Chapter 6 Going further

Here are a few links and suggestions about what else you might like to do with R.

6.1 Exporting figures

Exporting figures can be done using the following structure:

# Open up a blank plot file, pdf,jpeg etc.
<plot_function("file",...)>
# Write the plot to the file
<plot_object>
# Close the file
dev.off()

For example to export the volcano plot from Figure 5.7 to a pdf, we do:

# Open up a blank plot file, pdf,jpeg etc.
pdf("volcano_plot.pdf")

# Write the plot to the file
dat_tf %>%
  # Add a threhold for significant observations
  mutate(threshold = if_else(log_fc >= 2 & log_pval >= 1.3 |
                               log_fc <= -2 & log_pval >= 1.3,"A", "B")) %>%
  # Plot with points coloured according to the threshold
  ggplot(aes(log_fc,log_pval, colour = threshold)) +
  geom_point(alpha = 0.5) + # Alpha sets the transparency of the points
  # Add dotted lines to indicate the threshold, semi-transparent
  geom_hline(yintercept = 1.3, linetype = 2, alpha = 0.5) + 
  geom_vline(xintercept = 2, linetype = 2, alpha = 0.5) +
  geom_vline(xintercept = -2, linetype = 2, alpha = 0.5) +
  # Set the colour of the points
  scale_colour_manual(values = c("A"= "red", "B"= "black")) +
  xlab("log2 fold change") + ylab("-log10 p-value") + # Relabel the axes
  theme_minimal() + # Set the theme
  theme(legend.position="none") # Hide the legend

# Close the file
dev.off()

If I had saved the plot to an object called vplot I would call that object instead of making the plot using dat_tf as shown here.
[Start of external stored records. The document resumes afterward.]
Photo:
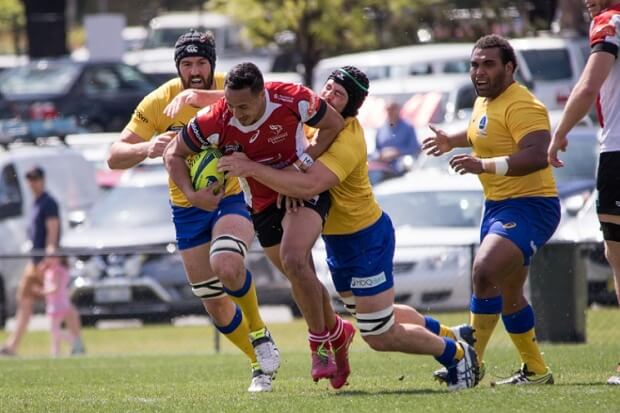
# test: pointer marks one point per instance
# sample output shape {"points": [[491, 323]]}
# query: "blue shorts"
{"points": [[194, 225], [362, 262], [528, 222]]}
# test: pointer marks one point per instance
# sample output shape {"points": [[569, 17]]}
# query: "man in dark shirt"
{"points": [[44, 232]]}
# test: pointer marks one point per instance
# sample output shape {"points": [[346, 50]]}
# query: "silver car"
{"points": [[436, 218], [126, 262]]}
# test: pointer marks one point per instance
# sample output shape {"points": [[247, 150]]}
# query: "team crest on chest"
{"points": [[483, 123]]}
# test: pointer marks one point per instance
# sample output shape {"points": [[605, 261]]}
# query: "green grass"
{"points": [[175, 369]]}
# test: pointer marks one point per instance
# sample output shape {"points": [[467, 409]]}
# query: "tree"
{"points": [[320, 28]]}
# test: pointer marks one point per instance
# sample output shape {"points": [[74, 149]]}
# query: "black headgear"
{"points": [[355, 82], [195, 43]]}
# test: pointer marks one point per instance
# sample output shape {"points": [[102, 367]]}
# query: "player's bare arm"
{"points": [[531, 157], [290, 182], [175, 157], [442, 142], [197, 98], [580, 101], [329, 127], [131, 149]]}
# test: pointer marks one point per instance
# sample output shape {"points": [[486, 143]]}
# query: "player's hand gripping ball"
{"points": [[203, 168]]}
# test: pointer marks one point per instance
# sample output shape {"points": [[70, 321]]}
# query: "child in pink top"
{"points": [[57, 303]]}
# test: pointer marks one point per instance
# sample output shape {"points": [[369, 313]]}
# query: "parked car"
{"points": [[156, 56], [436, 218], [69, 178], [553, 63], [584, 228], [398, 62], [95, 147], [575, 181], [127, 264], [98, 96]]}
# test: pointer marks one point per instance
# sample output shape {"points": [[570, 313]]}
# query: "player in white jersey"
{"points": [[600, 82]]}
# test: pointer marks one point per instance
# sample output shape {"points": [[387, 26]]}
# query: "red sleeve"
{"points": [[304, 102], [205, 128], [605, 32]]}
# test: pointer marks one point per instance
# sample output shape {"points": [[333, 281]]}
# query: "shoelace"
{"points": [[323, 353]]}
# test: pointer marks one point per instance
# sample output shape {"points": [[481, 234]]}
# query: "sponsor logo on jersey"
{"points": [[232, 147], [212, 140], [175, 128], [197, 134], [254, 137], [138, 114], [270, 160], [368, 282], [283, 98], [279, 134], [483, 123]]}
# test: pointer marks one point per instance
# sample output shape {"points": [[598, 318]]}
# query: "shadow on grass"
{"points": [[347, 393]]}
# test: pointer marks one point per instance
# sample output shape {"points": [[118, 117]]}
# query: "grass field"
{"points": [[175, 369]]}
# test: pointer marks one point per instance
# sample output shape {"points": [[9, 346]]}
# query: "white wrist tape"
{"points": [[501, 165]]}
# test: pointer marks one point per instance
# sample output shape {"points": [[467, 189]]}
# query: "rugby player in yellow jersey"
{"points": [[509, 133], [359, 238], [213, 228]]}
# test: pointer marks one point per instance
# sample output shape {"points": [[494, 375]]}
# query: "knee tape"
{"points": [[377, 323], [228, 243], [611, 231], [209, 290], [349, 304]]}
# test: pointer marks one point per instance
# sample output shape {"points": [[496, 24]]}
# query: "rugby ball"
{"points": [[203, 168]]}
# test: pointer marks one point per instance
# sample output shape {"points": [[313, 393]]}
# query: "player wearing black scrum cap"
{"points": [[213, 228]]}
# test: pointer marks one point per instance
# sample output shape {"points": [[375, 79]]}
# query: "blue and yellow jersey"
{"points": [[353, 204], [496, 129], [148, 120]]}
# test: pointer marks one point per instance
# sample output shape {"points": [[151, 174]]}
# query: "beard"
{"points": [[197, 82]]}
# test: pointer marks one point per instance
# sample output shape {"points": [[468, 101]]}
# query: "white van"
{"points": [[398, 62], [69, 178], [157, 55], [553, 63], [417, 60]]}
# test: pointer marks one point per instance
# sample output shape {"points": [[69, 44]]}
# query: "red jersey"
{"points": [[276, 139], [605, 37]]}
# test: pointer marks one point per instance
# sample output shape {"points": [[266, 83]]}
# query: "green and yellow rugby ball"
{"points": [[203, 168]]}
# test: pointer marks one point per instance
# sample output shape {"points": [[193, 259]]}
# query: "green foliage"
{"points": [[10, 11]]}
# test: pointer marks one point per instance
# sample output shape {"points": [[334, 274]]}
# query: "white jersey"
{"points": [[605, 37]]}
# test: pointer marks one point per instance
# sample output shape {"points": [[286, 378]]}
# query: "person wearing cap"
{"points": [[44, 233], [213, 228], [359, 241], [396, 139], [265, 121]]}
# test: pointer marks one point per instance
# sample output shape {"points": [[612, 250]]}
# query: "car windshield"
{"points": [[548, 64], [433, 208], [131, 207], [48, 77]]}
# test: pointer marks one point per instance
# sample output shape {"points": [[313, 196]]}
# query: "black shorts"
{"points": [[608, 183], [268, 222]]}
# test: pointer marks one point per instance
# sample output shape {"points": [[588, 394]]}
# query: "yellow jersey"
{"points": [[496, 128], [148, 120], [354, 206]]}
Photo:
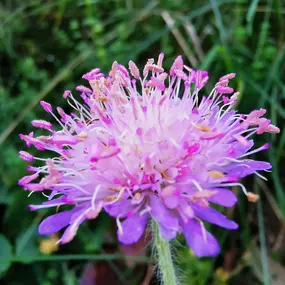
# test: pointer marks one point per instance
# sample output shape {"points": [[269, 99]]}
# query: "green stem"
{"points": [[163, 257]]}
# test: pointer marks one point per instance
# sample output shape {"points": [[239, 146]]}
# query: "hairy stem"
{"points": [[162, 253]]}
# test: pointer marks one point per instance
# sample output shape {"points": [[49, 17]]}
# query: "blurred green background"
{"points": [[45, 48]]}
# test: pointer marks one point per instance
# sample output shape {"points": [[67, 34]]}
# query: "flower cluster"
{"points": [[145, 144]]}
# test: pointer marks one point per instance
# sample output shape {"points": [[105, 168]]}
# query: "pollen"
{"points": [[202, 128], [216, 174], [252, 197], [48, 246]]}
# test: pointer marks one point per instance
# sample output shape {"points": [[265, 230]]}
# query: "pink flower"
{"points": [[140, 147]]}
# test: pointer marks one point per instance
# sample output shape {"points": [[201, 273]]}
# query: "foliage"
{"points": [[45, 48]]}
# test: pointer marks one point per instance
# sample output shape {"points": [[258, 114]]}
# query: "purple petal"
{"points": [[132, 229], [202, 245], [162, 215], [54, 223], [166, 233], [223, 197], [213, 216]]}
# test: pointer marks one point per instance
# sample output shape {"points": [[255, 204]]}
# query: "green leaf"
{"points": [[5, 254]]}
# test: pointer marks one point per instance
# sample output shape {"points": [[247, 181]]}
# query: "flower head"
{"points": [[144, 144]]}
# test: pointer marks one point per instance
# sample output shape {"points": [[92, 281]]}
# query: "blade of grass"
{"points": [[263, 32], [265, 268], [58, 78], [210, 57], [250, 15], [219, 20], [179, 38]]}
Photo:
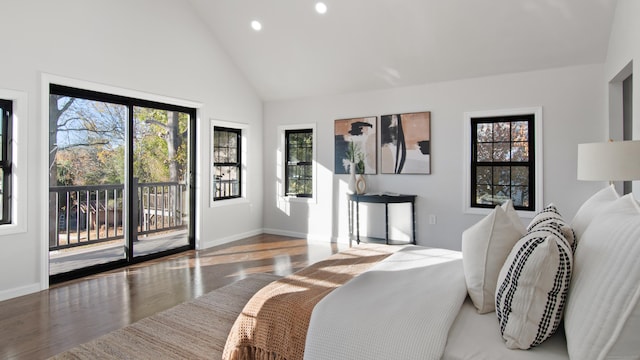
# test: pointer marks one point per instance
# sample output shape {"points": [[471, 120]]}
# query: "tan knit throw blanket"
{"points": [[273, 325]]}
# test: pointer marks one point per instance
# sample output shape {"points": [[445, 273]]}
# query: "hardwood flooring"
{"points": [[40, 325]]}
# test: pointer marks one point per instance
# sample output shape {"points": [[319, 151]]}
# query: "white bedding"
{"points": [[476, 336], [360, 320]]}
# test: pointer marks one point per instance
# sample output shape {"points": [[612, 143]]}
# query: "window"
{"points": [[504, 153], [502, 161], [299, 161], [6, 107], [227, 162]]}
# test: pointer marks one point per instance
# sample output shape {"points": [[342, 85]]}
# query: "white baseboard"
{"points": [[19, 291], [310, 237], [205, 244]]}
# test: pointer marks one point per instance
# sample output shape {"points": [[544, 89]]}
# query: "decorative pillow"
{"points": [[534, 280], [485, 246], [602, 318], [592, 207]]}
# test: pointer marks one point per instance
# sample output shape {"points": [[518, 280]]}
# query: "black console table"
{"points": [[385, 199]]}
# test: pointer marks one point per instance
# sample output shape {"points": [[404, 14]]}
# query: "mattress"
{"points": [[477, 336]]}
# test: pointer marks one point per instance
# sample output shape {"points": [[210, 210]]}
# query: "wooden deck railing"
{"points": [[93, 214]]}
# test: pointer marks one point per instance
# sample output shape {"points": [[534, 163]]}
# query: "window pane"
{"points": [[520, 195], [299, 158], [502, 164], [501, 152], [519, 131], [501, 175], [520, 175], [2, 195], [484, 132], [501, 194], [483, 175], [502, 131], [483, 194], [485, 152], [520, 152]]}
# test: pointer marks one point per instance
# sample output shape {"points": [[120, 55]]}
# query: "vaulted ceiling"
{"points": [[362, 45]]}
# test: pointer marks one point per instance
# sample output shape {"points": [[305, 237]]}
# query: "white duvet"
{"points": [[360, 320]]}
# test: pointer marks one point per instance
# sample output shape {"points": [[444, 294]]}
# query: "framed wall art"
{"points": [[405, 143], [355, 142]]}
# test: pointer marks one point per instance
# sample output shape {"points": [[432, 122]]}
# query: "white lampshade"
{"points": [[609, 161]]}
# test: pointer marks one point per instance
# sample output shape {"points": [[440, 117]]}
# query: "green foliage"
{"points": [[89, 147], [355, 156]]}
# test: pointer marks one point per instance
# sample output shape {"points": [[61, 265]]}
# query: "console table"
{"points": [[385, 199]]}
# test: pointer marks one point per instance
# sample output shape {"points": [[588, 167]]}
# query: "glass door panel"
{"points": [[161, 179], [86, 183]]}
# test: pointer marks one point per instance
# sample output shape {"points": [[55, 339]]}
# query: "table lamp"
{"points": [[609, 161]]}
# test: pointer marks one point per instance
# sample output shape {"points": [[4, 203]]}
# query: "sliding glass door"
{"points": [[120, 181]]}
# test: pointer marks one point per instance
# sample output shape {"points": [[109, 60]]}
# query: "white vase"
{"points": [[361, 185], [352, 178]]}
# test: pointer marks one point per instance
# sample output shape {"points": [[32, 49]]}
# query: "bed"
{"points": [[550, 290]]}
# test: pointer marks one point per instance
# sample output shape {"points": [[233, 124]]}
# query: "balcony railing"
{"points": [[83, 215]]}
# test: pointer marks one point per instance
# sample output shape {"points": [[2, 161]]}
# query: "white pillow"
{"points": [[602, 317], [591, 208], [485, 246], [533, 283]]}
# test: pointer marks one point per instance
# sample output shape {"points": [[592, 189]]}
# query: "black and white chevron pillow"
{"points": [[534, 281]]}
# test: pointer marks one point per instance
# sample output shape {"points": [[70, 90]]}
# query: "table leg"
{"points": [[413, 215], [386, 223], [357, 222]]}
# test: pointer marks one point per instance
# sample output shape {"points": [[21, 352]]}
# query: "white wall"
{"points": [[573, 105], [624, 49], [157, 47]]}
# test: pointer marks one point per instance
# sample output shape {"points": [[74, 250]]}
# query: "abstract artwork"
{"points": [[355, 141], [405, 143]]}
Here is a general guide to the various formats you can export to.

Alternatively, if you are working in ggplot you can use the ggsave function as described in R4DS 28.7.

# Plot
dat_tf %>%
  # Add a threhold for significant observations
  mutate(threshold = if_else(log_fc >= 2 & log_pval >= 1.3 |
                               log_fc <= -2 & log_pval >= 1.3,"A", "B")) %>%
  # Plot with points coloured according to the threshold
  ggplot(aes(log_fc,log_pval, colour = threshold)) +
  geom_point(alpha = 0.5) + # Alpha sets the transparency of the points
  # Add dotted lines to indicate the threshold, semi-transparent
  geom_hline(yintercept = 1.3, linetype = 2, alpha = 0.5) + 
  geom_vline(xintercept = 2, linetype = 2, alpha = 0.5) +
  geom_vline(xintercept = -2, linetype = 2, alpha = 0.5) +
  # Set the colour of the points
  scale_colour_manual(values = c("A"= "red", "B"= "black")) +
  xlab("log2 fold change") + ylab("-log10 p-value") + # Relabel the axes
  theme_minimal() + # Set the theme
  theme(legend.position="none") # Hide the legend

# Use ggsave to save the plot as pdf
ggsave("volcano_plot.pdf", width = 20, height = 20, units = "cm")

6.2 Exporting data

There is a full manual for the import and export of data in R. However here are few pointers:

6.2.1 Writing to a file

One of the most portables way to share data is by writing to a csv file. These files can be opened in many programs. The tidyverse package contains two functions for csv files, write_csv and for Excel write_excel_csv. The latter form adds a bit of metadata that tells Excel about the file encoding. See R4DS writing to a file.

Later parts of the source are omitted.